Sunday, December 9, 2012

That Awkward Smelly Advent Cousin - John the Baptist

Traditionally the second Sunday of Advent is dedicated to a remembrance and reflection upon the ministry and message of John the Baptist. It is almost trite these days to talk about how awkward it is in a season of peace and love, of joy and merriment to be confronted by the brusqueness of John’s method and message.

But here he is, and we cannot avoid him just as we cannot avoid the other uncomfortable family reunions we have throughout the holidays.
Below is a portion of Barbara Brown Taylor’s reflections on John, his message and his meaning for us this Advent season.

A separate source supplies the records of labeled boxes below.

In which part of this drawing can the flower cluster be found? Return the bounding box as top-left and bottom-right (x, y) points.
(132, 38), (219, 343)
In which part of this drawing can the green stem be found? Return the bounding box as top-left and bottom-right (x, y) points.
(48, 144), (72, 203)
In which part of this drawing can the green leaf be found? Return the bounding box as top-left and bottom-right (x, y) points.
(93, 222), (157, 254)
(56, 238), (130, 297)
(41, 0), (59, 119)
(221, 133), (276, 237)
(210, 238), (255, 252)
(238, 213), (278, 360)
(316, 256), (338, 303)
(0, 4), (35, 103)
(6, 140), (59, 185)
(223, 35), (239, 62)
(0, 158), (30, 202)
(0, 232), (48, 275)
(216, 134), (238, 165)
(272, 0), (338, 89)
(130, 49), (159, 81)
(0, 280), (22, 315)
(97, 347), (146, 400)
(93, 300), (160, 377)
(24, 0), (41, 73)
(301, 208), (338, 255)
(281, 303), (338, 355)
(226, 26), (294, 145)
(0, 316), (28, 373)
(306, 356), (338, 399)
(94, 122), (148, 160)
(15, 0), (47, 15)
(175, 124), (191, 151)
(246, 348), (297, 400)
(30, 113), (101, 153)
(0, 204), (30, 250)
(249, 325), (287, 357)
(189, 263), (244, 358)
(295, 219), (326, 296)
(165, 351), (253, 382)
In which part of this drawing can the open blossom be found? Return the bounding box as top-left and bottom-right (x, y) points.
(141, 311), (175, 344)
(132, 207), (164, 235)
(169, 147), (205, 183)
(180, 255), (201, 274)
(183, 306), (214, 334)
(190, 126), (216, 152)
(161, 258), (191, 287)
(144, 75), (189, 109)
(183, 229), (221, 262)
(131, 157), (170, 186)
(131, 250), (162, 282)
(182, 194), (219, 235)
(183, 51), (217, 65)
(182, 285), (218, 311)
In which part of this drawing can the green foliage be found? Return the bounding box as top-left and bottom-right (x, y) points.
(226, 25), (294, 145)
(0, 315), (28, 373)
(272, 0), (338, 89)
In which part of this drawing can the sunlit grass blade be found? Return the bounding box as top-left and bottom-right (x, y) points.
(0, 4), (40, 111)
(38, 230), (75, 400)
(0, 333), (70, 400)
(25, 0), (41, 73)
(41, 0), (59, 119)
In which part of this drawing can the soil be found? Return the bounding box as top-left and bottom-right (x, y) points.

John was scary alright. He was uncivilized. He was from another planet, but he spoke about the one who was coming as if he were repeating what God was saying to him right at that moment, one sentence at a time…
Dressed in animal hair with a piece of tanned hide around his waist, his breath heavy with locusts and wild honey, John proclaimed that Someone was coming, someone so spectacular that it was not enough simply to hang around waiting for him to arrive. It was time to get ready, to prepare the way, so that when he came he could walk a straight path right to their doors.

That was the good news that John was the beginning of. He was the messenger, and the message lit him up like a bonfire in the wilderness. People were drawn to him, apparently, not because of who he was and what he said but also because of what they offered them - a chance to come clean, to stop pretending they were someone else and start over again, by allowing him to wash them off…John’s baptism bypassed the temple and all its rites. Setting up shop in the wilderness, he proclaimed his freedom from so called civilization, with all its rules and requirements. He called people to wake up, to turn around, so that they would not miss the new thing God was doing right before their eyes.
The gospel always begins with a messenger, whether it is an angel whispering in Mary’s ear or a parent telling a child a story or a skinny prophet standing knee deep in a river. What strikes me about this messenger is that he was nowhere near a church, and those who insisted on staying inside the church never heard his message. Only those who were willing to enter the wilderness got to taste his freedom, and many of them were still there when the spectacular Someone arrived, far from the civilized center of town.

I reckon every one of us has some idea where our own wilderness lies, as well as a long list of all the good reasons why we should not go there. We are comfortable here, after all. We know the ropes and we know we will be fed. Why should we hunt God anywhere else? I cannot imagine, unless it is that voice crying out in the wilderness, the one you cannot quite make out from here. If we only listen for God in church, we will miss half the message. The good news is always beginning somewhere in the world, for those with ears to hear and hearts to go wherever the way may lead.
Barbara Brown Taylor, Home By Another Way, Cowley Publications, 1999.